Since we can’t physically put tape over their mouths, and often times they won’t stop talking because of ADHD or they’re rude or disrespectful, how do you suggest we get them to stop talking?
Then they don’t deserve to be in the classroom. Suspend or expel them, and let their parents figure out how to educate them since they can’t figure out how to stop talking in class. Nothing will change until the parents are inconvenienced.
Ha! My principal said kids can’t even be sent to the office for talking out of turn. Kids can’t be suspended at all in the early grades, and in the upper grades only if they bring a weapon. There is no such thing as being expelled from elementary school. You are living in fantasyland.
So nobody gets to learn until the little darlings learn to keep their mouths shut when the teacher is talking? Again, until the parents are inconvenienced, nothing will change.
Yep, it’s not 1980 anymore.
Parents aren’t inconvenienced, because the majority of them with bad kids don’t answer the phone, read emails, or attend parent teacher conferences.
I think the reality is that much of the “degradation” people notice in schools since the 1980s isn’t just about teachers or parents suddenly becoming lax—it’s about the system being asked to take on more and more responsibilities with fewer resources.
Schools today are expected to mainstream nearly every student, regardless of need, and to accommodate a wide range of challenges: ESL populations, neurological or behavioral diagnoses, varying home supports. That inclusivity has value, but it comes at a real cost. To make it work, schools jettison things that once were standard—penmanship grading, cursive instruction, homework expectations (because not all kids have parents to check it), even substantive take-home writing assignments (to avoid inequities when some parents can’t help).

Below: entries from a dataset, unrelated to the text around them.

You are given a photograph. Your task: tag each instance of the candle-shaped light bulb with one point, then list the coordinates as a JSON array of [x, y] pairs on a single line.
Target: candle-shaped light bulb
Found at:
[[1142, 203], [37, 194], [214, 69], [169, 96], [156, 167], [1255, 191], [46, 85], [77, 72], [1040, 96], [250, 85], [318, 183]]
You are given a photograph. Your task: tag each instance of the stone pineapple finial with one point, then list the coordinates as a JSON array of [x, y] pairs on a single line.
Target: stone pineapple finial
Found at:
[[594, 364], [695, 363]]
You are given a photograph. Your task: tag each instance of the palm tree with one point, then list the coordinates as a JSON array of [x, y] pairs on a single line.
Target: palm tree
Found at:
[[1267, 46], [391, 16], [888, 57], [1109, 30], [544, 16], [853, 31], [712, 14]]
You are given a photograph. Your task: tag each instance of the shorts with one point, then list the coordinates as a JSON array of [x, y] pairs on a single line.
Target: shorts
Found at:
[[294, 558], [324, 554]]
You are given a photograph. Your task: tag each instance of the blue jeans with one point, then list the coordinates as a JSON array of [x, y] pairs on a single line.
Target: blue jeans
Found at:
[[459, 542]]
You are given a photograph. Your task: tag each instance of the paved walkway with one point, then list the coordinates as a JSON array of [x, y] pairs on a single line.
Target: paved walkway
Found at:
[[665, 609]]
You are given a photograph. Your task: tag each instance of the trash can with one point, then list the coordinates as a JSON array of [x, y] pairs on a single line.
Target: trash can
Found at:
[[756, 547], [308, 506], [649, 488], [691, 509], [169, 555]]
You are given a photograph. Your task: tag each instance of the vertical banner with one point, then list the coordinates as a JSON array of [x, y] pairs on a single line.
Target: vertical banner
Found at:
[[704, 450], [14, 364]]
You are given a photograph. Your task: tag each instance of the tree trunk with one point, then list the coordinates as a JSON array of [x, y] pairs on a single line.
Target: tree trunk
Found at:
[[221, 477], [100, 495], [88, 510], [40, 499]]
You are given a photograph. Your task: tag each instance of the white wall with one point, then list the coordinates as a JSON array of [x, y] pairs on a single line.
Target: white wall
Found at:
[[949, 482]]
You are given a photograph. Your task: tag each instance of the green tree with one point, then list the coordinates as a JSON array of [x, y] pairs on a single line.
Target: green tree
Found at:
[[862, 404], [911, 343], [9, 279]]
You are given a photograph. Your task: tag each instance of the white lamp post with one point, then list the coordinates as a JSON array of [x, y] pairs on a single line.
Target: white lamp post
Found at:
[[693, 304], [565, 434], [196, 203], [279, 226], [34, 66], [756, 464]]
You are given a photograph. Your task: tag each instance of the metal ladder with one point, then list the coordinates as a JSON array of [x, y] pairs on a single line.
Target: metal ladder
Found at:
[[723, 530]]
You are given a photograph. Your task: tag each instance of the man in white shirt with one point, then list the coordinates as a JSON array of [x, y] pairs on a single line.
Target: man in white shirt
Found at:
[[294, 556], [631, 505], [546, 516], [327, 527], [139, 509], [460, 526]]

A lot of what used to build rigor has been hollowed out not because educators wanted to, but because the system has been forced to stretch itself thin, while pretending it can compensate for every gap. Realistically, schools can never replicate at scale what’s missing from a child’s home environment. It takes enormous resources just to address part of that deficit, and those resources have never matched the mandates.
So what we’re left with is that the kind of schooling people remember from the 1980s—orderly, skill-driven, with higher expectations—is now closer to a luxury product than the baseline. I don’t think there’s a single bad actor here, but it’s a lamentable consequence of trying to do everything for everyone without the tools to succeed.